The serpent in his hubris dismissed this relational reality as he invited Adam to a new vision of deity: to singularity and autonomy as the basis of being. Why this arrangement? Because he needed to stake out metaphysical space for challenging God. And by positing being-as-a-singularity he could deny any need for dependence. In this scheme every “relationship” is strictly utilitarian and self-serving—a negotiation among gods who, when violated, become angry.
So after Eden the functions of individual thought and action were treated as the basis for being. And in this presumed reality deity is linked to every thinking-choosing creature. Taken in biblical terms this meant that any bond between the true Creator and his creatures is re-envisioned.
But the vision is nonsensical—given that God still sustains the creation—even as the devil redefines life, death, being, and morality on the basis of autonomy. He needs God’s gracious docility to make it work. The serpent, in effect, presumed on grace to dismiss grace. He declared each animated being to be a carrier of deity—the stuff of polytheism—and tried to make it work.
Without ever saying so the devil was and still is the guiding spirit in this presumed realm of autonomy. He was, in other words, still deploying the relational bonds of our creation in God’s relational image to slip into the coaching role once held by the Holy Spirit. As an unholy spirit he thought he could devour all God’s people by simply employing his ultimate Lie to redirect faith away from God while calling people to trust his Lie.
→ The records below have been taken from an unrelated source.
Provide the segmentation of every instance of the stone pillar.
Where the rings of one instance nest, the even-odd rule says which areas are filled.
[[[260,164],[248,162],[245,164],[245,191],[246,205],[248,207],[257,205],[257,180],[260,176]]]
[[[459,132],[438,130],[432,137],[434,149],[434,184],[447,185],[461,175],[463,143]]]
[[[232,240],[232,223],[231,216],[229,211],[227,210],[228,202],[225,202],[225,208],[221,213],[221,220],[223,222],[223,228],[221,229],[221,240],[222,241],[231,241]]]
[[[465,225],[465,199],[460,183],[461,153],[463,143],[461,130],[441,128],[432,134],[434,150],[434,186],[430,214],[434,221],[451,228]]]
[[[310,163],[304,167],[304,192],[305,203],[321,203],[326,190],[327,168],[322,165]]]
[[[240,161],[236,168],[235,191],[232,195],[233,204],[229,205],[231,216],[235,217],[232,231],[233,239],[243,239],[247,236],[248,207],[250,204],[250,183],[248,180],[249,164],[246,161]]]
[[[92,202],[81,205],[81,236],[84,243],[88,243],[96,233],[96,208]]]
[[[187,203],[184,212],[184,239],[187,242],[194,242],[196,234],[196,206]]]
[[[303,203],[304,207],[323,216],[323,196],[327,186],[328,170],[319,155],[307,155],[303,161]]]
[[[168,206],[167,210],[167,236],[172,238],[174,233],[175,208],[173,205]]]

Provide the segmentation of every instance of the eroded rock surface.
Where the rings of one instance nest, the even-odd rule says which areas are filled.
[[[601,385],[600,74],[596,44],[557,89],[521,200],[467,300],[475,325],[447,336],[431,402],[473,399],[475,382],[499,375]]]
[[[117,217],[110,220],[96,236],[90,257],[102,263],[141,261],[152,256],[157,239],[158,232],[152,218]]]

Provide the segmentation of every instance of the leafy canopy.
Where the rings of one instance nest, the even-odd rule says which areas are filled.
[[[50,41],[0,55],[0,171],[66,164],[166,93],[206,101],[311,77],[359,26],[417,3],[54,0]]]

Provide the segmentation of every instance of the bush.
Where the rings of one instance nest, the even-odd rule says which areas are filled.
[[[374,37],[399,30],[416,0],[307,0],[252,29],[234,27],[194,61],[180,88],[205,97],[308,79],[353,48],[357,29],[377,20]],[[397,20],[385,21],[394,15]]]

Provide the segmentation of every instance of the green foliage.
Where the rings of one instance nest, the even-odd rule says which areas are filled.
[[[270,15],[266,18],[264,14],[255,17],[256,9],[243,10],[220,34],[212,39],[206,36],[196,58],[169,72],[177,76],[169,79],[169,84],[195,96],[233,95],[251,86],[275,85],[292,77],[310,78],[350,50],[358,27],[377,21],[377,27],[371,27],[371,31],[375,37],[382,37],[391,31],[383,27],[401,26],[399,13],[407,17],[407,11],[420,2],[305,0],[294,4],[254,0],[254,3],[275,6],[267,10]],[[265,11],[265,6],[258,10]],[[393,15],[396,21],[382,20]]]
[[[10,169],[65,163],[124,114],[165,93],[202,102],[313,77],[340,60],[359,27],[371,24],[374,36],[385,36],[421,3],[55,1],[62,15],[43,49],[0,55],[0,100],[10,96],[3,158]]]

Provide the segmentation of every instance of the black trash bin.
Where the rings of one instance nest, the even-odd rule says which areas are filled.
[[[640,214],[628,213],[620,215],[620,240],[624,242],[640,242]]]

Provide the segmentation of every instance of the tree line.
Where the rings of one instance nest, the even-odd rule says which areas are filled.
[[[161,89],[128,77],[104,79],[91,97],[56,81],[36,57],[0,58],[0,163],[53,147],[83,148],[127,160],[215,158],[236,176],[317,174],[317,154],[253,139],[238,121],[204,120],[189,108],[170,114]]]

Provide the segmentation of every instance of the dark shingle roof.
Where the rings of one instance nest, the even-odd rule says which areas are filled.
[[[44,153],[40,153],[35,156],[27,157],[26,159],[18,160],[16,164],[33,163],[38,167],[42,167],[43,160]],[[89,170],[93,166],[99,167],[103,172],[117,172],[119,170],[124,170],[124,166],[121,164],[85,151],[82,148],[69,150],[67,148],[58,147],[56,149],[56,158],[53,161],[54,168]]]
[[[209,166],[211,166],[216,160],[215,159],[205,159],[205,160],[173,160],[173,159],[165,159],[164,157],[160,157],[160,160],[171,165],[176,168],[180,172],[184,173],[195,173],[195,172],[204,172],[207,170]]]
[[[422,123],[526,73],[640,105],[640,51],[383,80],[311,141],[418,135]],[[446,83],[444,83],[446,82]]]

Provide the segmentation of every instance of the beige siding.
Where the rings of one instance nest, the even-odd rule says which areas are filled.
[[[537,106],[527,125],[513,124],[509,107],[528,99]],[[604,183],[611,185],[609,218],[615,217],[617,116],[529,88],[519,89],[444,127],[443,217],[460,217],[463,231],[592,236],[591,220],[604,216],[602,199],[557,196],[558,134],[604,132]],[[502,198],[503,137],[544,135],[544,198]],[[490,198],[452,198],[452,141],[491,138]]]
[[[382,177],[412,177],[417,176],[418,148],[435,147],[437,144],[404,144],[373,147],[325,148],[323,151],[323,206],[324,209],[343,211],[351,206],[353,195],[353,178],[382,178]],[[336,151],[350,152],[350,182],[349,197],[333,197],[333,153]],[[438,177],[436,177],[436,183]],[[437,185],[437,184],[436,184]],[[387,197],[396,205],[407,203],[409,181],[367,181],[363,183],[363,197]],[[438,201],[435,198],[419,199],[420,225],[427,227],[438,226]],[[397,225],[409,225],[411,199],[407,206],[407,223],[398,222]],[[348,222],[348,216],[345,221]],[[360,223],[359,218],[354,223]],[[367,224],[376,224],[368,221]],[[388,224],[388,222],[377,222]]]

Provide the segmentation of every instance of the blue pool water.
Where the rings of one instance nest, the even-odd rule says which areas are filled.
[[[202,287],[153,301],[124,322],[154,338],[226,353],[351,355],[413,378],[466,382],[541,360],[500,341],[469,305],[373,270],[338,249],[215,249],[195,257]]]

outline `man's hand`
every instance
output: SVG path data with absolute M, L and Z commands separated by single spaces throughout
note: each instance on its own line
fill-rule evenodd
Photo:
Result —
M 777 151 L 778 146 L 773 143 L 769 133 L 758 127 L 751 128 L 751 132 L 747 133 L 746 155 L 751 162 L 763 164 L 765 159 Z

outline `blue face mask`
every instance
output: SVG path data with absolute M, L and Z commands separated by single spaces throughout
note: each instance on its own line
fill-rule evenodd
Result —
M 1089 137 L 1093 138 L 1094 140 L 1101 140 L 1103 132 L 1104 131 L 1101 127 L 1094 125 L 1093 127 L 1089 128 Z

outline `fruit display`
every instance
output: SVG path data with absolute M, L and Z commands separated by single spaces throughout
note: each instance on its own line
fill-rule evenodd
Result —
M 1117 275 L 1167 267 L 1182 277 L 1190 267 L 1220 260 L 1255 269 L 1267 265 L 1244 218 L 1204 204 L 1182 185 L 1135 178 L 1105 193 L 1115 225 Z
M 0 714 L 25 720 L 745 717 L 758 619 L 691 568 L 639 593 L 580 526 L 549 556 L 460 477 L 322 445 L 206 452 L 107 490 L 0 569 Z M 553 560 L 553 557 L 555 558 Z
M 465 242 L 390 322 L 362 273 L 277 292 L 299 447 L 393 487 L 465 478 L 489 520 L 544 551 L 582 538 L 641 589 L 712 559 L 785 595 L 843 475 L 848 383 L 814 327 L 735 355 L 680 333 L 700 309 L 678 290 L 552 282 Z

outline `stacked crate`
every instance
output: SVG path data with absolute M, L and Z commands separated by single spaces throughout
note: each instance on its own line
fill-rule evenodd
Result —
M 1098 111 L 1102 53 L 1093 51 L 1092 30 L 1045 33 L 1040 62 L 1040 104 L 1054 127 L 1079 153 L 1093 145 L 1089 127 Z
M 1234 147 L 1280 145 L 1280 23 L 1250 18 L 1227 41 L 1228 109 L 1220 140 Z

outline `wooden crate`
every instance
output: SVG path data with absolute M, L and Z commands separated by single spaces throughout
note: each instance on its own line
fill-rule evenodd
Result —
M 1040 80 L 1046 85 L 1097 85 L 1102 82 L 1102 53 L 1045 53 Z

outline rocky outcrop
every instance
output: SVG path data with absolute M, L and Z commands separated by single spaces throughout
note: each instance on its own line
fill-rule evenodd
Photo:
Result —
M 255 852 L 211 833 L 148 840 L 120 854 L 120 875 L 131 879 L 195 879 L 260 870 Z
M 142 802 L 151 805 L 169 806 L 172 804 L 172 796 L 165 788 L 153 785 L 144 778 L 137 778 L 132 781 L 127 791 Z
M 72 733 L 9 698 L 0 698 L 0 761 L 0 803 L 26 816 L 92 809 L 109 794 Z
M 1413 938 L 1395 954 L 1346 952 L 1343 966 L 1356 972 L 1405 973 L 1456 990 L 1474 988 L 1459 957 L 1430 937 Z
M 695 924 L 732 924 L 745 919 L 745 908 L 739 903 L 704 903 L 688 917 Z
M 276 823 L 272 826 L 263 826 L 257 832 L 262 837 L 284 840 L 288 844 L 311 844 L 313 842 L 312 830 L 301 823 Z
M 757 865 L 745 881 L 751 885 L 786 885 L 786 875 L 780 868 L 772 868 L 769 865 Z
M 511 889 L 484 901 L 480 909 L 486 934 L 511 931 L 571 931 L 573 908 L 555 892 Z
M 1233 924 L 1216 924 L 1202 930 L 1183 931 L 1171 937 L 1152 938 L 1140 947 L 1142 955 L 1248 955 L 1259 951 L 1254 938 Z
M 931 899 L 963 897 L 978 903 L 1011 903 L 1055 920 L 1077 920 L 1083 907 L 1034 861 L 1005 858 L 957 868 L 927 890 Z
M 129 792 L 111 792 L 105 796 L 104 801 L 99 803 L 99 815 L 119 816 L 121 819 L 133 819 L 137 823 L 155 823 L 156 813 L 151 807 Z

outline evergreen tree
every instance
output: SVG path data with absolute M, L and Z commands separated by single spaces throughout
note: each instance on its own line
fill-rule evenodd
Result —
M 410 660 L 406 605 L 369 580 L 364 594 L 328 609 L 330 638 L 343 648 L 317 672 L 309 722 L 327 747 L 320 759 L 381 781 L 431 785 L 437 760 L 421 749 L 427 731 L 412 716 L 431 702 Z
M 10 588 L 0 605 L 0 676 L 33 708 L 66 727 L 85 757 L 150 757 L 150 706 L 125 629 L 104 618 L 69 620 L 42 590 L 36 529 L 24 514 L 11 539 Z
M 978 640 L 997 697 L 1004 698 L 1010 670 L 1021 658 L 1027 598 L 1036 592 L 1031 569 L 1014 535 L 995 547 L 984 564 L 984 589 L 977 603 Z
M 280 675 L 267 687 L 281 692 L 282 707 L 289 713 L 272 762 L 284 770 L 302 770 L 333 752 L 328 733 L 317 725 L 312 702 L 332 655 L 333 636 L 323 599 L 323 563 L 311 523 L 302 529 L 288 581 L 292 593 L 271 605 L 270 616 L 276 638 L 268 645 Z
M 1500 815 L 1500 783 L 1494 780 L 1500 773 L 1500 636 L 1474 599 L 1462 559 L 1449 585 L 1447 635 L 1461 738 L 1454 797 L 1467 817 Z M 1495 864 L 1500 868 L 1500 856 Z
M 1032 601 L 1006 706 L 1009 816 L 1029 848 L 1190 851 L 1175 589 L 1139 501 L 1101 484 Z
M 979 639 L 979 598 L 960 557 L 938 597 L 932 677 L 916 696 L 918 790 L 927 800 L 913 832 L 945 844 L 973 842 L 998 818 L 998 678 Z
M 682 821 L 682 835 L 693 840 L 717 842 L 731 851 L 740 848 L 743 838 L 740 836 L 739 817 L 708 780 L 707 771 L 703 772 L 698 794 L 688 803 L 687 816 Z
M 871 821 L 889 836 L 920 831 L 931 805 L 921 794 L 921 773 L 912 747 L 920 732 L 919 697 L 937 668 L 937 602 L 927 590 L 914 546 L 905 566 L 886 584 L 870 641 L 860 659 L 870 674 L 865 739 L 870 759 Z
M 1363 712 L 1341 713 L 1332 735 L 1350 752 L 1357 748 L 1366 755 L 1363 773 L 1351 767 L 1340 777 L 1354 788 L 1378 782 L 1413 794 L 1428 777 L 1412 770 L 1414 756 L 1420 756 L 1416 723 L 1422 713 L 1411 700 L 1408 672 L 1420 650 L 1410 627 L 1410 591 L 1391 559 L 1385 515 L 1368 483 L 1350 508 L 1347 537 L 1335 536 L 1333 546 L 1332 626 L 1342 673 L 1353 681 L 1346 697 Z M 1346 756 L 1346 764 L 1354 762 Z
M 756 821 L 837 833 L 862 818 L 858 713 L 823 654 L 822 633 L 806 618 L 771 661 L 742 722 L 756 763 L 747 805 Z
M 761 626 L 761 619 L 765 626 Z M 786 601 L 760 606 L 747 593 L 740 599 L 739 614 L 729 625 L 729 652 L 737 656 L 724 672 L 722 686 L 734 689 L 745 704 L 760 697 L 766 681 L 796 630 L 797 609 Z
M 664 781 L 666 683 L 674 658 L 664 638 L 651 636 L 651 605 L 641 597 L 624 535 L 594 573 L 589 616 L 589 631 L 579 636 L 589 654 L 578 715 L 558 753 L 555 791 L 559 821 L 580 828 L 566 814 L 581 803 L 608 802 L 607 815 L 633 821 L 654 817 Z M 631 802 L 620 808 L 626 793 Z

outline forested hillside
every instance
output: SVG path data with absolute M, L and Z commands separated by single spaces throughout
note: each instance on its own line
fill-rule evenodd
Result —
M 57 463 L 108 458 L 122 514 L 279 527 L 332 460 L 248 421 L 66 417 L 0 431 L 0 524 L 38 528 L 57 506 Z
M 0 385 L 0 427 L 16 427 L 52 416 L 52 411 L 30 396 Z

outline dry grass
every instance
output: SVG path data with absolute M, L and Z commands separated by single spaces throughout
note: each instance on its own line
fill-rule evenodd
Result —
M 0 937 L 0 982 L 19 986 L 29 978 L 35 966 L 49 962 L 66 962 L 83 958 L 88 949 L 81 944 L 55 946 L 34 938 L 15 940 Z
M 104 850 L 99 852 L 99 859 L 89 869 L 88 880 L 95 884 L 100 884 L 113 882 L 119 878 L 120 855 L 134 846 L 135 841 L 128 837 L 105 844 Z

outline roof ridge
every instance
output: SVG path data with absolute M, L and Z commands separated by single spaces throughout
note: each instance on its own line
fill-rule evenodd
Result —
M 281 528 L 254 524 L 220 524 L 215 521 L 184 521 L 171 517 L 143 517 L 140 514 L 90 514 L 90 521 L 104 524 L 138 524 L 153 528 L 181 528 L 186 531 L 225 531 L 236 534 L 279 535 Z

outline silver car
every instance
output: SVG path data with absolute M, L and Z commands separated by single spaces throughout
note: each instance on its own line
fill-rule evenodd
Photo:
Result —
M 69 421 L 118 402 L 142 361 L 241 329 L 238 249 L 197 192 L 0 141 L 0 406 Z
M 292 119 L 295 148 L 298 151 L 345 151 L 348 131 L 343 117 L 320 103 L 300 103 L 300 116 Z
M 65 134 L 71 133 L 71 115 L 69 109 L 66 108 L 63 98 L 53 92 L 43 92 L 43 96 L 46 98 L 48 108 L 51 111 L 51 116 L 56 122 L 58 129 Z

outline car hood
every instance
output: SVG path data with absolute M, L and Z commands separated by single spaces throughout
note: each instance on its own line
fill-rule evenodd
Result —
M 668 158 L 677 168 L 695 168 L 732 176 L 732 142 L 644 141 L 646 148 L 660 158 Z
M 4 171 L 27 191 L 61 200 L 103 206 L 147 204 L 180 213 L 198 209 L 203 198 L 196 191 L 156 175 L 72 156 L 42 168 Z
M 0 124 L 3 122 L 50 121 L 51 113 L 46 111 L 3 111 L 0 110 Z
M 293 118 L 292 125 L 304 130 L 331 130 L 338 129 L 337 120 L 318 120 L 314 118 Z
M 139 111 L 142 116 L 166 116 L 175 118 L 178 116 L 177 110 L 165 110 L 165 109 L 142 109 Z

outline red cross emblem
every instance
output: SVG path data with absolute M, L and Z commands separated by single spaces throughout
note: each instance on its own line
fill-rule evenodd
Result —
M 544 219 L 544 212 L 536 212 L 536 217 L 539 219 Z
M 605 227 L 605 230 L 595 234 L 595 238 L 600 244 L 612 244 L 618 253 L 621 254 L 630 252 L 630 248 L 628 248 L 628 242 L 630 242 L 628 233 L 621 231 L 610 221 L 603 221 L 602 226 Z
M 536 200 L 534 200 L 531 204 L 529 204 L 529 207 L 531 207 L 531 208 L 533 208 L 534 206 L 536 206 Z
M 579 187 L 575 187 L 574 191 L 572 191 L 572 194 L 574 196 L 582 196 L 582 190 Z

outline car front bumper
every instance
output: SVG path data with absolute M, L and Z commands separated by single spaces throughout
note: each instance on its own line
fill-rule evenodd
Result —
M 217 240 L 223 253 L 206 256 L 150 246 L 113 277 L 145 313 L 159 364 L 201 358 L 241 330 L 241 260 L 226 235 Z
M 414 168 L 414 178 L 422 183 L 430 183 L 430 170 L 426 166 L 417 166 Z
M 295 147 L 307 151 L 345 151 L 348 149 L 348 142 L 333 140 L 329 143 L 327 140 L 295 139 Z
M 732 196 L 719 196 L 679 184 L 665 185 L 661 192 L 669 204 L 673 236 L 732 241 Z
Now, back to anger. In John 3:35-36 God sets out the basis for his own anger. It has everything to do with the Father’s devotion to his Son—the bridegroom of the faithful (cf. 3:29): “The Father loves the Son and has given all things into his hands. Whoever believes in the Son has eternal life; whoever does not obey the Son shall not see life, but the wrath of God remains on him.”
So when is human anger proper? Only in the moments where we have our hearts aligned with God’s heart. When is it improper? Whenever our hearts are aligned with the Lie. That’s the realm of God’s wrath.
As we embrace the triune God, then, let’s allow him to make things right in the end. That means we don’t need to take anger to bed at night because we’ve dismissed the Lie. God is still God.